それが2人がかりでも勝てないとウルズが認めるのなら、目の前の連中の実力は本物だろう。
「この状況を、お前はどう見る? クトー」
「おそらく、我々が住んでいたのとは異なる世界だろうという予測はしている。スイキは、この世界の住人だ」
クトーの答えは、最初から……宝珠で会話した時から明瞭だった。
「偶然出会い、神聖オース帝国を名乗る者の手から救った。記憶にある限り、そのような帝国は我々の世界には存在しない」
「なるほどな」
確かに、アルゴ自身も聞き覚えはない。
「では、スイキといったか。この世界の住人と接触するのは初めてだ。だから尋ねたいことがあるが、お前は、なぜ帝国の者に追われていた?」
「……その事情を明かすには、私は貴方とクトーさんを信用しきれていません。どちらも、顔を見たばかりです」
そう答えたスイキも、アルゴの目から見ると何か普通とは違う気配を感じていた。
朱い髪をしている者に、今まで出会ったことがないのもあるが、底知れなさという面ではこちらの少女もクトーに劣らず、読めない。
「では、お前の目から見て俺たちはどう映る?」
「私の知るものと異なる呪を行使すること、見知らぬ街並みや食事から『ここではないどこかから来た』という言には一理を感じます」
「分かった。では、お前自身のことはいい。神聖オース帝国とやらについて、知っていることは話せるか?」
「それについては、特に隠す理由もありません。それにいずれ、この街にはオースだけではなく、和繋国……この辺りを支配する大那牟命の手が、伸びてくるでしょう」
ーーーそれは有益な情報だ。
内心でアルゴがうなずき、方策を固めようと思考する最中、どうやら同じことを考えたらしいクトーが口を開く。

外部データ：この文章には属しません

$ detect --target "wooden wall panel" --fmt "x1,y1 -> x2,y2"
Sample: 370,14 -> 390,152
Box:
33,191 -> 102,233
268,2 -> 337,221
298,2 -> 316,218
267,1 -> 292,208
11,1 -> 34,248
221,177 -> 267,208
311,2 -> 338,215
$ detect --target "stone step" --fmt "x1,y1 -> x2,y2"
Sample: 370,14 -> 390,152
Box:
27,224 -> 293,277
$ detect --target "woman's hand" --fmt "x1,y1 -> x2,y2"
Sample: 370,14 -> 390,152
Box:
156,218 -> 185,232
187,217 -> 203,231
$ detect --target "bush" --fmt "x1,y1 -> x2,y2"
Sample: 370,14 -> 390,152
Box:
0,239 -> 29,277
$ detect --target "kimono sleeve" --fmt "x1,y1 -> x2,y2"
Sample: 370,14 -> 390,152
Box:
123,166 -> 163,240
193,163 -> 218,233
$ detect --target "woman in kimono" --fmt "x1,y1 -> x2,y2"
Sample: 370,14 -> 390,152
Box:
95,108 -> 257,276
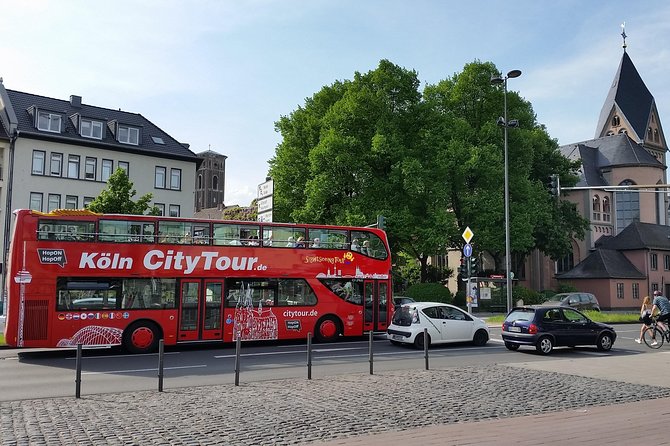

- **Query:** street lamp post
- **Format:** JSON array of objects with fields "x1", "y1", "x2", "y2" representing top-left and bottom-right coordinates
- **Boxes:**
[{"x1": 491, "y1": 70, "x2": 521, "y2": 312}]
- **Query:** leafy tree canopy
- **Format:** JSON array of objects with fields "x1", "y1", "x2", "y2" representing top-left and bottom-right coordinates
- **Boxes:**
[
  {"x1": 88, "y1": 169, "x2": 160, "y2": 215},
  {"x1": 270, "y1": 60, "x2": 587, "y2": 280}
]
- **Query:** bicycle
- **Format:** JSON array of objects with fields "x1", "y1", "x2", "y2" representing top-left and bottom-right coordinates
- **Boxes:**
[{"x1": 642, "y1": 317, "x2": 670, "y2": 349}]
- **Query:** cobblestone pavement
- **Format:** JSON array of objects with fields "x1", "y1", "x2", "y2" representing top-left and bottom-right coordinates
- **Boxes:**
[{"x1": 0, "y1": 365, "x2": 670, "y2": 445}]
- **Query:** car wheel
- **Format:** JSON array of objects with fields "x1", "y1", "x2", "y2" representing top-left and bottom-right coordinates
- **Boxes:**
[
  {"x1": 535, "y1": 336, "x2": 554, "y2": 355},
  {"x1": 596, "y1": 333, "x2": 614, "y2": 352},
  {"x1": 414, "y1": 333, "x2": 430, "y2": 350},
  {"x1": 472, "y1": 330, "x2": 489, "y2": 347}
]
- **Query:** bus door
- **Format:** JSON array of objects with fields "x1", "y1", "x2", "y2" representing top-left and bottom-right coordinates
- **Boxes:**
[
  {"x1": 178, "y1": 280, "x2": 223, "y2": 341},
  {"x1": 363, "y1": 280, "x2": 388, "y2": 331}
]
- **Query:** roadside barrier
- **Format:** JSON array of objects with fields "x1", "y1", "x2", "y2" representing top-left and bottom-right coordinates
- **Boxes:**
[{"x1": 75, "y1": 329, "x2": 429, "y2": 398}]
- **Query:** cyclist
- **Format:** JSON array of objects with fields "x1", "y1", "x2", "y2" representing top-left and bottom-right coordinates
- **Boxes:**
[{"x1": 651, "y1": 290, "x2": 670, "y2": 345}]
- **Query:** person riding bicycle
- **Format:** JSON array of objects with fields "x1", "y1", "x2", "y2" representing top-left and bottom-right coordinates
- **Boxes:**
[{"x1": 651, "y1": 290, "x2": 670, "y2": 345}]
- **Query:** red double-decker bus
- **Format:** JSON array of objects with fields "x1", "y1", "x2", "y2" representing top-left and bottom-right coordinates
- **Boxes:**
[{"x1": 5, "y1": 210, "x2": 393, "y2": 353}]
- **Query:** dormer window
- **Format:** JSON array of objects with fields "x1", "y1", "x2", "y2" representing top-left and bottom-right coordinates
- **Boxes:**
[
  {"x1": 117, "y1": 125, "x2": 140, "y2": 146},
  {"x1": 79, "y1": 118, "x2": 102, "y2": 139},
  {"x1": 37, "y1": 112, "x2": 61, "y2": 133}
]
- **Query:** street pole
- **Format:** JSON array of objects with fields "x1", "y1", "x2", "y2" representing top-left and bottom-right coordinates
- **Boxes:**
[{"x1": 491, "y1": 70, "x2": 521, "y2": 312}]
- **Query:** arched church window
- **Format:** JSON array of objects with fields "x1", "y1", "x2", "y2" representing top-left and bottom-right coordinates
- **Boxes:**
[
  {"x1": 591, "y1": 195, "x2": 600, "y2": 220},
  {"x1": 614, "y1": 179, "x2": 640, "y2": 234}
]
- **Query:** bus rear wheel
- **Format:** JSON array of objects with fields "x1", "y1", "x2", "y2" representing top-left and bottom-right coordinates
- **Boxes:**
[
  {"x1": 314, "y1": 316, "x2": 342, "y2": 342},
  {"x1": 123, "y1": 322, "x2": 160, "y2": 353}
]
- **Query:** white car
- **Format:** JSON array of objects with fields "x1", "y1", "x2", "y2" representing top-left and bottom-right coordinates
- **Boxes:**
[{"x1": 386, "y1": 302, "x2": 489, "y2": 349}]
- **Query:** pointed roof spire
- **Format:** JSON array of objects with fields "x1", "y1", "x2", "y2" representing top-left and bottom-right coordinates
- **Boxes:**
[{"x1": 596, "y1": 51, "x2": 655, "y2": 142}]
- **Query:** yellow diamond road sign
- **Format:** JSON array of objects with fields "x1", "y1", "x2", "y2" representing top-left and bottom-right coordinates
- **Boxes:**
[{"x1": 462, "y1": 226, "x2": 475, "y2": 243}]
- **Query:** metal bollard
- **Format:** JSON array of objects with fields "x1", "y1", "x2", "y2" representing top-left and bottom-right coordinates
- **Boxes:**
[
  {"x1": 423, "y1": 328, "x2": 429, "y2": 370},
  {"x1": 74, "y1": 344, "x2": 81, "y2": 398},
  {"x1": 235, "y1": 334, "x2": 242, "y2": 386},
  {"x1": 158, "y1": 339, "x2": 165, "y2": 392},
  {"x1": 307, "y1": 332, "x2": 312, "y2": 379},
  {"x1": 368, "y1": 330, "x2": 374, "y2": 375}
]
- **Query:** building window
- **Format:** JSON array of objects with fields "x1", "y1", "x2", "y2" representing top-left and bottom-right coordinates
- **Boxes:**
[
  {"x1": 47, "y1": 194, "x2": 60, "y2": 212},
  {"x1": 65, "y1": 195, "x2": 79, "y2": 209},
  {"x1": 170, "y1": 169, "x2": 181, "y2": 190},
  {"x1": 79, "y1": 119, "x2": 102, "y2": 139},
  {"x1": 118, "y1": 125, "x2": 140, "y2": 145},
  {"x1": 67, "y1": 155, "x2": 79, "y2": 178},
  {"x1": 556, "y1": 253, "x2": 575, "y2": 274},
  {"x1": 616, "y1": 282, "x2": 623, "y2": 299},
  {"x1": 49, "y1": 153, "x2": 63, "y2": 177},
  {"x1": 84, "y1": 156, "x2": 98, "y2": 181},
  {"x1": 100, "y1": 160, "x2": 114, "y2": 181},
  {"x1": 615, "y1": 180, "x2": 640, "y2": 234},
  {"x1": 154, "y1": 166, "x2": 167, "y2": 189},
  {"x1": 33, "y1": 150, "x2": 47, "y2": 175},
  {"x1": 30, "y1": 192, "x2": 43, "y2": 212},
  {"x1": 603, "y1": 197, "x2": 612, "y2": 221},
  {"x1": 37, "y1": 112, "x2": 61, "y2": 133},
  {"x1": 591, "y1": 195, "x2": 600, "y2": 220}
]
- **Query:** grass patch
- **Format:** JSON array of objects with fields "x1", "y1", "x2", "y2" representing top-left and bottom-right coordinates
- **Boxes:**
[{"x1": 486, "y1": 311, "x2": 640, "y2": 324}]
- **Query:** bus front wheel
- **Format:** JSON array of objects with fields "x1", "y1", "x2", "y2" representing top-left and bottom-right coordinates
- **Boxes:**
[
  {"x1": 314, "y1": 316, "x2": 342, "y2": 342},
  {"x1": 123, "y1": 322, "x2": 160, "y2": 353}
]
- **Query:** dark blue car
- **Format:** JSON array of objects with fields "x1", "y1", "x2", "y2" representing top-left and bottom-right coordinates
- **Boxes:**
[{"x1": 502, "y1": 305, "x2": 616, "y2": 355}]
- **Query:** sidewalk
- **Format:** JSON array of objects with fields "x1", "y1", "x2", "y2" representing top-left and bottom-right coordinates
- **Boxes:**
[
  {"x1": 313, "y1": 352, "x2": 670, "y2": 446},
  {"x1": 312, "y1": 398, "x2": 670, "y2": 446}
]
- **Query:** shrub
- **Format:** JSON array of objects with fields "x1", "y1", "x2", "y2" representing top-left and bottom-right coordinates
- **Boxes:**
[{"x1": 407, "y1": 283, "x2": 453, "y2": 304}]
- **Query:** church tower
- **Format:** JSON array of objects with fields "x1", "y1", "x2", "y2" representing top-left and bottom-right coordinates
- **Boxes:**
[{"x1": 595, "y1": 30, "x2": 668, "y2": 166}]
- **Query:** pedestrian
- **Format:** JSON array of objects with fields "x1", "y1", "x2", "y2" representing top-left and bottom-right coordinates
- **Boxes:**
[
  {"x1": 651, "y1": 290, "x2": 670, "y2": 345},
  {"x1": 635, "y1": 296, "x2": 652, "y2": 344}
]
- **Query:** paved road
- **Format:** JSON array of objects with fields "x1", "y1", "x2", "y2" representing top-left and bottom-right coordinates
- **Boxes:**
[{"x1": 0, "y1": 351, "x2": 670, "y2": 446}]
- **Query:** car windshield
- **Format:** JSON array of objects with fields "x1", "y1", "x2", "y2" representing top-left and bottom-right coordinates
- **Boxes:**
[
  {"x1": 505, "y1": 308, "x2": 535, "y2": 322},
  {"x1": 393, "y1": 305, "x2": 416, "y2": 327}
]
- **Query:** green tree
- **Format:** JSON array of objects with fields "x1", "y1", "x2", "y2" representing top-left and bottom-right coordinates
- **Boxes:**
[
  {"x1": 424, "y1": 61, "x2": 588, "y2": 271},
  {"x1": 270, "y1": 60, "x2": 456, "y2": 280},
  {"x1": 87, "y1": 169, "x2": 160, "y2": 215}
]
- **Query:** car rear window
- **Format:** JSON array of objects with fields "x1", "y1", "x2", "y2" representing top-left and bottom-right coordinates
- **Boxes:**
[{"x1": 505, "y1": 308, "x2": 535, "y2": 322}]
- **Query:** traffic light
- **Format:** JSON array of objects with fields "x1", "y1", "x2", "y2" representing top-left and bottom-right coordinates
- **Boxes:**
[
  {"x1": 377, "y1": 215, "x2": 386, "y2": 229},
  {"x1": 458, "y1": 259, "x2": 468, "y2": 277},
  {"x1": 468, "y1": 256, "x2": 479, "y2": 277},
  {"x1": 550, "y1": 174, "x2": 561, "y2": 197}
]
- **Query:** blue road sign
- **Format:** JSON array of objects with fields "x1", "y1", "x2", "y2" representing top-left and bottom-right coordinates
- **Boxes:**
[{"x1": 463, "y1": 243, "x2": 472, "y2": 257}]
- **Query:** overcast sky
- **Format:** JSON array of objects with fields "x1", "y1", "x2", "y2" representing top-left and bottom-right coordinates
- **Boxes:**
[{"x1": 0, "y1": 0, "x2": 670, "y2": 205}]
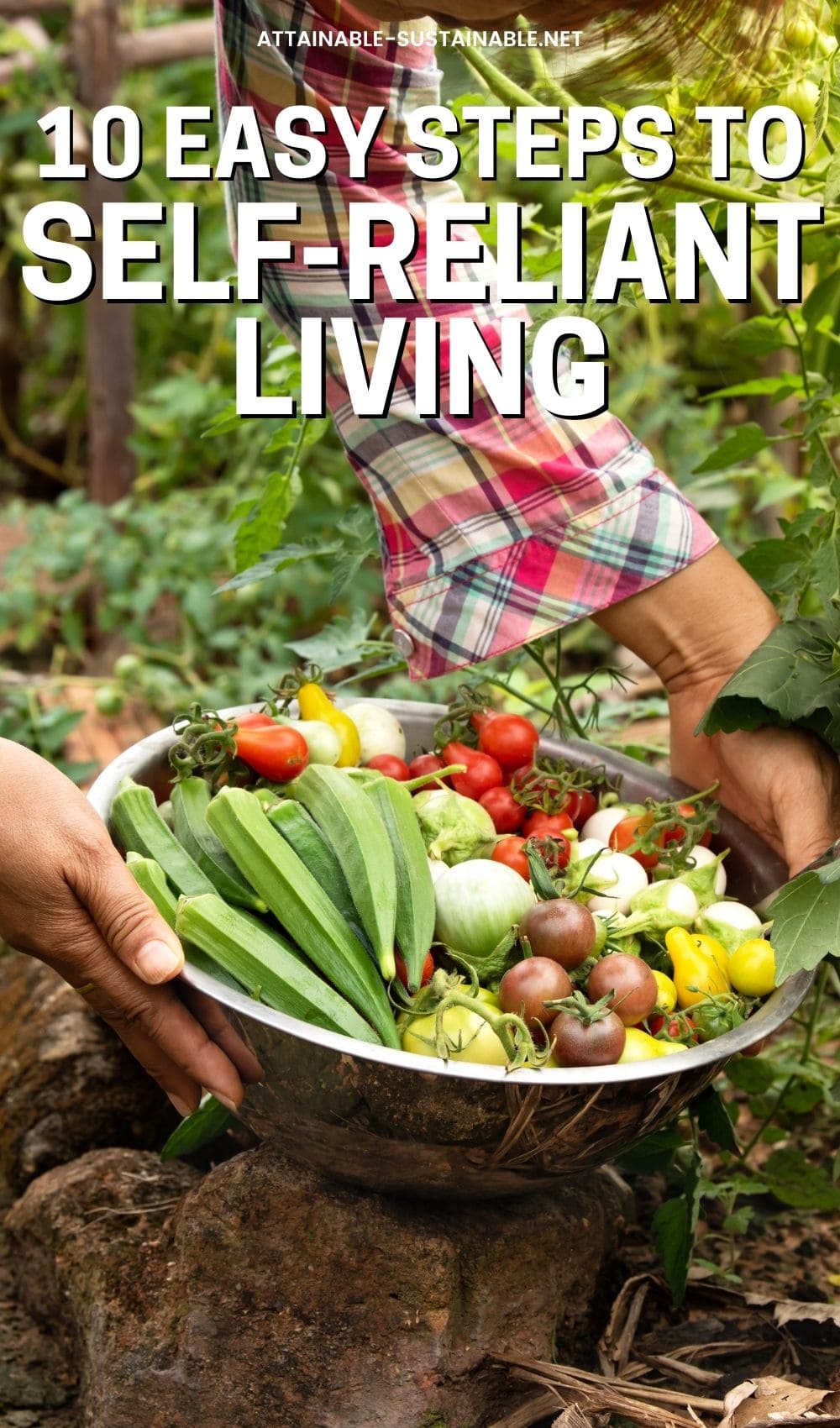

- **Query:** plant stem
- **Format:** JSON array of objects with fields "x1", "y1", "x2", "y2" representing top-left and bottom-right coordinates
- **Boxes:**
[
  {"x1": 740, "y1": 963, "x2": 828, "y2": 1161},
  {"x1": 461, "y1": 45, "x2": 793, "y2": 206}
]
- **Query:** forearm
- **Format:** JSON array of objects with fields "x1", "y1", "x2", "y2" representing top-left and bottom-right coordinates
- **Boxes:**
[{"x1": 594, "y1": 545, "x2": 779, "y2": 700}]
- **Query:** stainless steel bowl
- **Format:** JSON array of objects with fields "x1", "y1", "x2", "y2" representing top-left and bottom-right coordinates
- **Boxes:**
[{"x1": 90, "y1": 700, "x2": 813, "y2": 1198}]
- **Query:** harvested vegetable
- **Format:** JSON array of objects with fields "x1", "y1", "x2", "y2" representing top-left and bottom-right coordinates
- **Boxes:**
[{"x1": 434, "y1": 858, "x2": 534, "y2": 983}]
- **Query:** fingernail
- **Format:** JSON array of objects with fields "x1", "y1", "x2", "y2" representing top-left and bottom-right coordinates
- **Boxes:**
[
  {"x1": 207, "y1": 1087, "x2": 239, "y2": 1116},
  {"x1": 169, "y1": 1094, "x2": 193, "y2": 1121},
  {"x1": 134, "y1": 941, "x2": 181, "y2": 983}
]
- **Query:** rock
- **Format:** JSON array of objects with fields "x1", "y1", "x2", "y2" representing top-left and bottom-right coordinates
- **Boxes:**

「敵が現れる、ということか。先んじて知れたのは、状況的に悪くない」
「同感だな。その話を聞かせてもらおう。おそらくは、この世界に関する情報として我々の益になる」
アルゴは、【カバン玉】の中から金塊と青い小瓶を取り出すと、執務机の上に置いた。
「それは?」
「対価だ。タダ働きをさせるのは、俺の主義に反する」
アルゴは商人だ。
そして利益は相互にもたらされてこそ、対等に付き合える。
「おそらく、貨幣では価値がないだろうからな。これらを情報提供の礼として渡す。それで手を打たないか?」
「……望んでいませんが、その小瓶は?」
「この世界では金に変えられない価値のあるものだ、と俺は思っている。……シミュレート・スライムと呼ばれる、この世界には存在しない魔物を封じたものだ」
するとそこで、クトーとスイキが同時に表情を変えた。
クトーはかすかに眉根を寄せ、スイキは興味を惹かれたような顔をしている。
「シミュレート・スライム……」
「異界の魔物、ですか」
「ああ。扱いを間違えると街ごと吹っ飛ぶような代物だが、興味があるか?」
「金塊よりも興味があります」
スイキの答えに、アルゴはうなずいた。